Nous défendons fermement l’indépendance des médias et la pluralité de la presse. Mais qu’est-ce qu’un média indépendant ? Pour cela, nous nous référons à deux définitions.

    • Celle du Spiil : « Une entreprise indépendante, c'est une entreprise au service d'elle-même, et non d'intérêts industriels, commerciaux ou politiques tiers. D'après nos statuts : "Dans le cas d’une société, l’activité de ses principaux actionnaires et l’éventualité d’un conflit d’intérêts entre ces derniers et la structure éditrice sont notamment appréciés par le Bureau. Dans le cas d’une association, l’indépendance s’apprécie par le fait de disposer de sources de financement diversifiées et d’avoir des responsables ne se trouvant pas dans une situation de conflit d’intérêts". Le Spiil œuvre pour renforcer l'indépendance des entreprises de presse, tant vis-à-vis de l'État que des plateformes. »
    • Celle de Julia Cagé, économiste : « C’est cela l’indépendance des médias : une information financée par ceux qui la consomment.
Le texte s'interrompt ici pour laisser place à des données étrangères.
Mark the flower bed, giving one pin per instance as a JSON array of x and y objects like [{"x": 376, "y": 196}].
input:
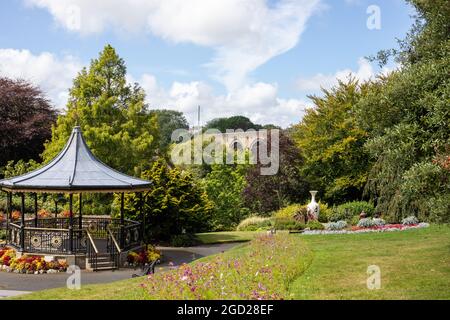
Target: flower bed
[
  {"x": 260, "y": 271},
  {"x": 380, "y": 228},
  {"x": 29, "y": 264}
]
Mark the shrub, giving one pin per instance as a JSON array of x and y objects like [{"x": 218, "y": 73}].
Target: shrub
[
  {"x": 378, "y": 222},
  {"x": 255, "y": 224},
  {"x": 15, "y": 215},
  {"x": 354, "y": 221},
  {"x": 339, "y": 225},
  {"x": 325, "y": 213},
  {"x": 410, "y": 221},
  {"x": 44, "y": 213},
  {"x": 145, "y": 255},
  {"x": 183, "y": 240},
  {"x": 298, "y": 211},
  {"x": 348, "y": 210},
  {"x": 366, "y": 223},
  {"x": 314, "y": 225},
  {"x": 288, "y": 224},
  {"x": 29, "y": 264}
]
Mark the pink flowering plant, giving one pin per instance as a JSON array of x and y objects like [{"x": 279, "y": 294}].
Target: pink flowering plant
[{"x": 261, "y": 271}]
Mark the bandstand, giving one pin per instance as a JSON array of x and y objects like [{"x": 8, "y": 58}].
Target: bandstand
[{"x": 93, "y": 242}]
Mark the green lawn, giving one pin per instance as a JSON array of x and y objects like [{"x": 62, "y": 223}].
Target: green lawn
[{"x": 414, "y": 264}]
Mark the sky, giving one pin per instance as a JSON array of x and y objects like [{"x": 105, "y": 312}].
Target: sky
[{"x": 257, "y": 58}]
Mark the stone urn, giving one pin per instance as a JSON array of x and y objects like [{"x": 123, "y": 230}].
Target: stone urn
[{"x": 313, "y": 208}]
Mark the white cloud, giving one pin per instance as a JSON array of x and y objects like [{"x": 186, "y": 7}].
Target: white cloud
[
  {"x": 365, "y": 72},
  {"x": 52, "y": 74},
  {"x": 244, "y": 34},
  {"x": 259, "y": 102}
]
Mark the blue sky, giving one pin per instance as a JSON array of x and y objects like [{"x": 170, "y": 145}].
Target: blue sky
[{"x": 256, "y": 58}]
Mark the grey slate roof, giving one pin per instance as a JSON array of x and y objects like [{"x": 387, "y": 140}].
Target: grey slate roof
[{"x": 75, "y": 169}]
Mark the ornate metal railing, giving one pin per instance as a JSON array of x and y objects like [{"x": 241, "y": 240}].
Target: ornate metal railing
[{"x": 53, "y": 235}]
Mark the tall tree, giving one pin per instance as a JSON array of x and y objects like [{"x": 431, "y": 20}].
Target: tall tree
[
  {"x": 266, "y": 193},
  {"x": 112, "y": 114},
  {"x": 26, "y": 118},
  {"x": 407, "y": 116},
  {"x": 332, "y": 143},
  {"x": 168, "y": 122}
]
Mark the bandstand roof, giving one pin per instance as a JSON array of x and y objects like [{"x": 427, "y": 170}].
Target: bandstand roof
[{"x": 75, "y": 170}]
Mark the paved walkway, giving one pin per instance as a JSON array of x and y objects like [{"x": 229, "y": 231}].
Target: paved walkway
[{"x": 10, "y": 283}]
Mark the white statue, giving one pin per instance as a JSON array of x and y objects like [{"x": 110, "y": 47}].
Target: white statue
[{"x": 313, "y": 207}]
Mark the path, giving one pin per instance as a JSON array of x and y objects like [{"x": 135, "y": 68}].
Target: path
[{"x": 12, "y": 282}]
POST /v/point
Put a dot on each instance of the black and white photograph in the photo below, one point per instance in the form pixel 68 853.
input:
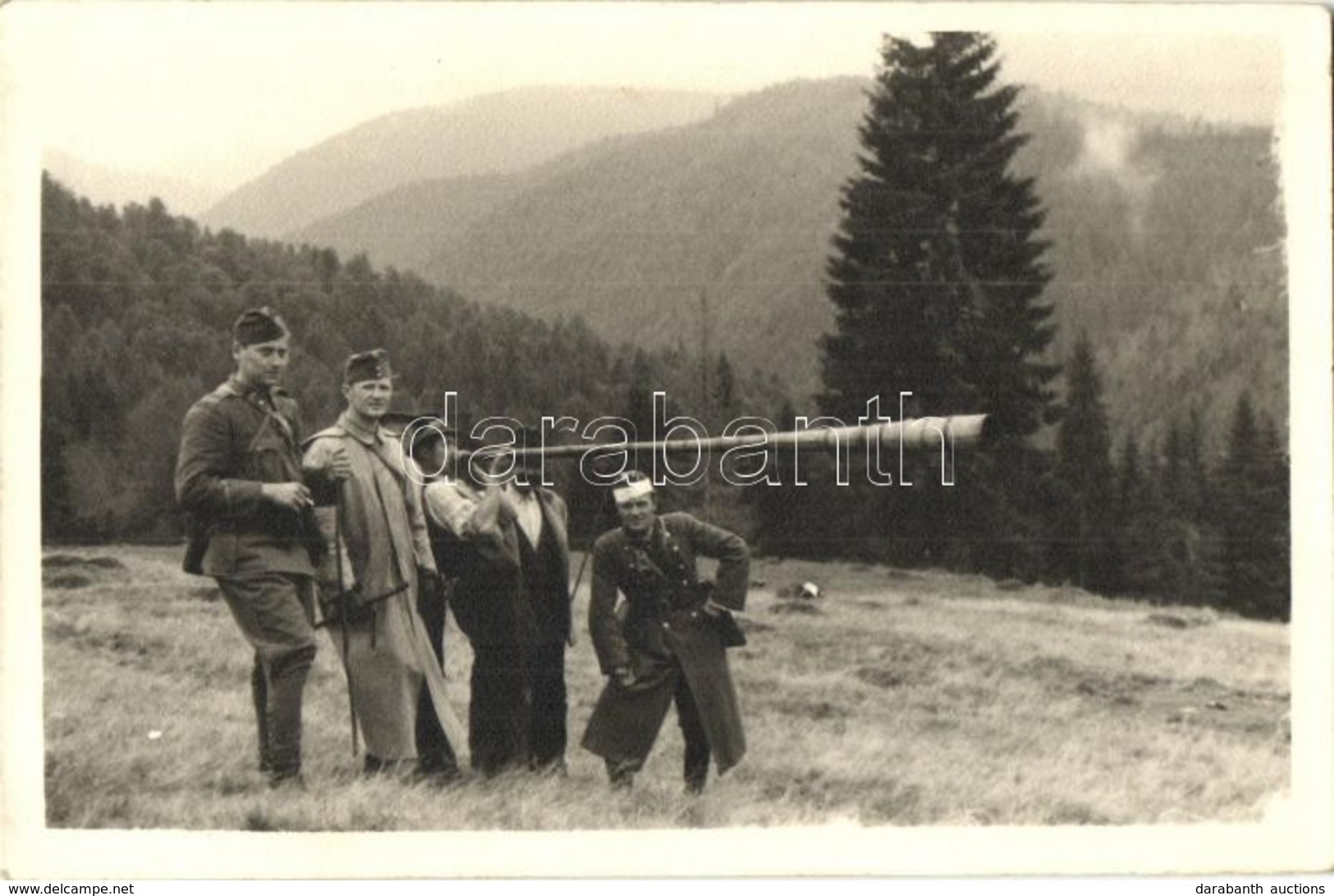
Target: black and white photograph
pixel 665 439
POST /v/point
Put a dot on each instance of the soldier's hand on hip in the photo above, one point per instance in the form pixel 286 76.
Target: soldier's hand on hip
pixel 294 496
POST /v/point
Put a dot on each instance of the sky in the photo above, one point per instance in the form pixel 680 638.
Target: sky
pixel 218 92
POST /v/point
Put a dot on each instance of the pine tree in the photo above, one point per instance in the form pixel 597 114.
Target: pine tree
pixel 935 283
pixel 1084 464
pixel 1254 510
pixel 935 279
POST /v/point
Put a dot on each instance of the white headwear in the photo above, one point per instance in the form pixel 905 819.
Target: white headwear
pixel 634 486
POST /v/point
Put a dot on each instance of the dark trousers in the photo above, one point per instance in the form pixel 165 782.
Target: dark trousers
pixel 649 707
pixel 693 731
pixel 546 665
pixel 433 751
pixel 275 614
pixel 516 714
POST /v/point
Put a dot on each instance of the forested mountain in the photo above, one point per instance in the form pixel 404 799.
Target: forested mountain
pixel 136 316
pixel 487 134
pixel 1165 241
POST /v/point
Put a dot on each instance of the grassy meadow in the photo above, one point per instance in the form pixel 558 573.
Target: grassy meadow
pixel 894 699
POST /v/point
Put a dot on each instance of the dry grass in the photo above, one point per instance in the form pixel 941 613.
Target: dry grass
pixel 896 697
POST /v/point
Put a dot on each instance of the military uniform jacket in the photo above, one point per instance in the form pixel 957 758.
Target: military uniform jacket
pixel 383 544
pixel 659 592
pixel 232 443
pixel 665 633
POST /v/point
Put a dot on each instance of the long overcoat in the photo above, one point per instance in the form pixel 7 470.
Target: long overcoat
pixel 665 633
pixel 383 544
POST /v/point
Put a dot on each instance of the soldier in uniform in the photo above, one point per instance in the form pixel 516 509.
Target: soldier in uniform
pixel 670 644
pixel 379 558
pixel 239 478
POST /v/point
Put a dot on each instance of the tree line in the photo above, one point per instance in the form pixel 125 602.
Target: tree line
pixel 138 307
pixel 938 281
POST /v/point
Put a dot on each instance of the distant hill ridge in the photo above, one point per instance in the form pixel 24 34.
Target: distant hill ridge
pixel 479 135
pixel 1158 231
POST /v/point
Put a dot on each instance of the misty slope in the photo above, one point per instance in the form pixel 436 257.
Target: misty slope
pixel 117 185
pixel 1163 239
pixel 486 134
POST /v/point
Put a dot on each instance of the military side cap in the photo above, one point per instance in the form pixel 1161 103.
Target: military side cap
pixel 258 326
pixel 367 366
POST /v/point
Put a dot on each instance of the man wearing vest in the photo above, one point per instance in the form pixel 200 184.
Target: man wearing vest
pixel 508 550
pixel 378 558
pixel 670 643
pixel 239 478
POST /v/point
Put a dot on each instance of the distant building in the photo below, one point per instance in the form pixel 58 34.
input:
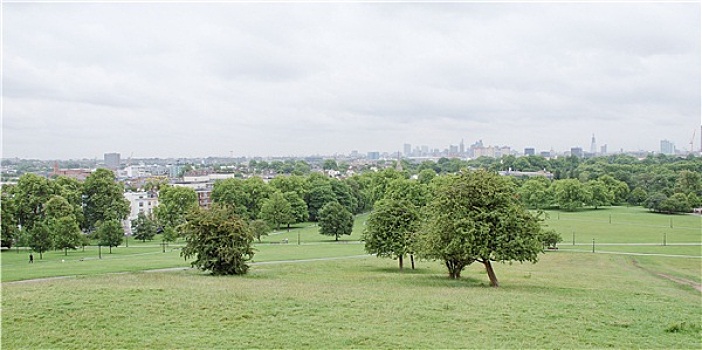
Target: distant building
pixel 112 160
pixel 141 202
pixel 667 147
pixel 576 151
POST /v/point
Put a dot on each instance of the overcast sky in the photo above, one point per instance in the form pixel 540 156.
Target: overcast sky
pixel 193 79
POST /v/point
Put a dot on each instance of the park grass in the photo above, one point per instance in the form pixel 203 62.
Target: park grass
pixel 570 299
pixel 628 225
pixel 567 300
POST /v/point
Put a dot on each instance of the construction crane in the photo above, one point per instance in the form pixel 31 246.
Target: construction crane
pixel 692 140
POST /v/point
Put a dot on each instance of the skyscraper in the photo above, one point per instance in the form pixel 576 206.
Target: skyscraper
pixel 667 147
pixel 112 160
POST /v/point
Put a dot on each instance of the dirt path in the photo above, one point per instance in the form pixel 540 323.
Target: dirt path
pixel 675 279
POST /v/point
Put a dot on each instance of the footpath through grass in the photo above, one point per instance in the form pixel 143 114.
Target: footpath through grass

Car si ceux qui la consomment ne paient pas pour cette information, cela veut dire que d’autres sont prêts à produire pour une information qu’ils vous donnent à consommer "gratuitement". Ce qui interroge évidemment sur leurs "motivations" – qu’elles soient politiques ou en matière d’influence – mais aussi sur les conséquences que cela peut avoir en termes d’égalité – ou plutôt d’inégalité – politique. […] Car l’information des citoyen.e.s que nous sommes ne doit pas se faire en mettant en concurrence les médias qui la produisent ; parce que l’information est un bien public, il est nécessaire de la sortir de la pure logique du marché, à commencer par celle de la concurrence. Elle doit se faire en se donnant collectivement les moyens de produire chaque jour – c’est-à-dire également de consommer – une information indépendante et de qualité. »
  • Au-delà de l’indépendance éditoriale/économique, nous privilégions également une indépendance technique : nous encourageons les médias à ne pas dépendre de plateformes ou outils, à développer leurs propres compétences en interne, à garder un lien direct avec leurs audiences et à favoriser des outils open-source.
  • Les médias sont des entreprises comme les autres. Nous sommes donc particulièrement attaché·es à la défense et au respect du droit de travail, que ce soit en tant que salarié·e, indépendant·e ou stagiaire.
    • Environnement et management sains : nous cherchons à mettre en lumière des médias cherchant à (bien) développer leur média. Cela passe avant tout par le respect et le bien-être de chacune et chacun.
    • Travail ≠ Passion : Si beaucoup de personnes viennent dans les médias par “passion”, cela doit rester un travail et non un mode de vie. Nous encourageons les médias à développer des règles et une organisation pour respecter le bien être de leurs équipes, et la séparation vie professionnelle/personnelle.
    • Droit à la déconnexion : nous rappelons que la déconnexion est un droit essentiel pour vous, nous et pour nos comparses, d'autant plus dans nos métiers. Apprendre à couper avec le travail, les sujets abordés au quotidien sont essentiels.
    • Tout travail mérite salaire : la visibilité n’est pas un moyen de paiement et nous encourageons toujours la rémunération.
    • Droit des pigistes : pour rémunér­er des jour­nal­istes indépendant·es, une seule règle : le paiement en salaire (pige). D’un côté, rémunér­er ses jour­nal­istes sur fac­ture ou en droits d’au­teur peut sem­bler une solu­tion facile. De l’autre, c’est tout à fait illé­gal. Au-delà de met­tre en dif­fi­culté des jour­nal­istes pour obtenir la carte de presse et faire val­oir leurs droits, les médias s’ex­posent à des sanc­tions. Pour se mettre en conformité, le site Paye ta pige recense les tar­ifs pra­tiqués par les médias, et les con­di­tions de paiement, tout en lis­tant les ressources pour le faire correctement.
    • Réglementation des données, cookies, traceurs : nous rappelons aux médias que ceux-ci doivent suivre les recommandations de la CNIL en matière de récolte des données, de traceurs et de cookies, et respecter le règlement général sur la protection des données (RGPD).

Nos valeurs

Nous privilégions les projets cherchant à avoir un impact positif et durable sur la société et nous voulons porter haut les thématiques, valeurs et combats qui nous tiennent à cœur : féminismes, écologie, anti-racisme, société inclusive et durable, représentativité des territoires, Europe.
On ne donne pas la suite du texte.